Dr MELUCHE : Je disais donc... peut avoir comme conséquence que... que votre fille Démocratie vivant dans une dictature comme la nôtre et subissant la paupérisation croissante de la classe ouvrière, a donc de ce fait, de la peine à exprimer ses désirs de parti unique, de référendum révocatoire et de dictature du prolétariat...

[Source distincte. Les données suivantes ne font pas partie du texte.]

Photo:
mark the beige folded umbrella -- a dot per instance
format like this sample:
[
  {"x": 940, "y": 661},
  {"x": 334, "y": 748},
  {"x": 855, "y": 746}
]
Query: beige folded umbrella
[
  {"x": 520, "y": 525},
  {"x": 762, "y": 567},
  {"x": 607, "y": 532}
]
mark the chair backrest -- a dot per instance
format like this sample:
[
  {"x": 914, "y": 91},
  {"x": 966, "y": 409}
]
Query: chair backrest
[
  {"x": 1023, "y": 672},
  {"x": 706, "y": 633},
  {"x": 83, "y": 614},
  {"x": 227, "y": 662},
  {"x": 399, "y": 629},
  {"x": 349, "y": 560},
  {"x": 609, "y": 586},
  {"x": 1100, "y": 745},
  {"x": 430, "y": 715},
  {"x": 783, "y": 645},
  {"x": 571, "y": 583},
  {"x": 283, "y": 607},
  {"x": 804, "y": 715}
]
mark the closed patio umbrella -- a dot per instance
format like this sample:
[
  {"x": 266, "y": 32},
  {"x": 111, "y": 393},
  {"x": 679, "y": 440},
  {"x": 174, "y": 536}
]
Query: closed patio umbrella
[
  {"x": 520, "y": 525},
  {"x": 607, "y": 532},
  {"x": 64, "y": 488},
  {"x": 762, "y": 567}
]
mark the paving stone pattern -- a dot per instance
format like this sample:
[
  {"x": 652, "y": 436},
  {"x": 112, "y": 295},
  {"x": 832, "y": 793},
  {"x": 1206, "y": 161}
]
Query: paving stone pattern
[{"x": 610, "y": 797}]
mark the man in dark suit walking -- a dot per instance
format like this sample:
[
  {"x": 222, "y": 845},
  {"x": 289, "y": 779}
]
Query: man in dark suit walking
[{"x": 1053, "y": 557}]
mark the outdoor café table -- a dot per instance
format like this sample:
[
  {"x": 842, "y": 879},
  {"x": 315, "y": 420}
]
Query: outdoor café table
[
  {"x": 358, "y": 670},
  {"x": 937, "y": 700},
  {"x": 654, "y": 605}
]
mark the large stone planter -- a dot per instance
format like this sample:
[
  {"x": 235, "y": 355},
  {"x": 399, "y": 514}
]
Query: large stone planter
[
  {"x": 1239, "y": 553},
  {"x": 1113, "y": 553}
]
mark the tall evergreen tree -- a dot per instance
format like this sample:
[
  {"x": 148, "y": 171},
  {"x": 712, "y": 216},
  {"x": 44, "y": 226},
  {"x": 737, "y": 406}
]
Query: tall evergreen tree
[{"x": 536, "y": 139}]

GÉRONTE - Ah! que cela est bien dit !
Dr MELUCHE : Et voilà justement ce qui fait que votre fille Démocratie est malade !
GÉRONTE - On ne peut pas mieux raisonner, sans doute. Il n'y a qu'une seule chose qui me surprend : Je n'ai pas observé la dictature et la paupérisation croissante que vous avez évoquées
Dr MELUCHE - Oui... cela est dû au fait que vous vous fiez à vos sens ! Il faut faire confiance aux spécialistes comme moi qui connaissent, mieux que vous, ce qu'il convient de voir et de penser.
GÉRONTE - C'est ce que je ne savais pas, et je vous demande pardon de mon ignorance.
Dr MELUCHE - Il n'y a point de mal, et vous n'êtes pas obligé d'être aussi habile que moi.
GÉRONTE - Assurément. Mais, Docteur, que croyez-vous qu'il faille faire à cette maladie pour la guérir ?
Dr MELUCHE : Pour la guérir ?
GÉRONTE - Oui.
Dr MELUCHE : Mon avis est qu'on achève votre Démocratie et qu'on la remplace par une autre !
GÉRONTE - Achever Démocratie et la remplacer...? Mais... par qui ?
Dr MELUCHE : Je préconise la Démocratie populaire, une fille parfaite en tous points
GÉRONTE : Et en quoi est-elle parfaite, Docteur ?
Dr MELUCHE : Parce que Démocratie populaire ne dira que ce que je lui dirai de dire et ne fera que ce que je lui dirai de faire. En conséquence , elle ne sera ni confuse ni anxieuse !
GÉRONTE : Ah, le grand homme ! Vite, achevons la Démocratie!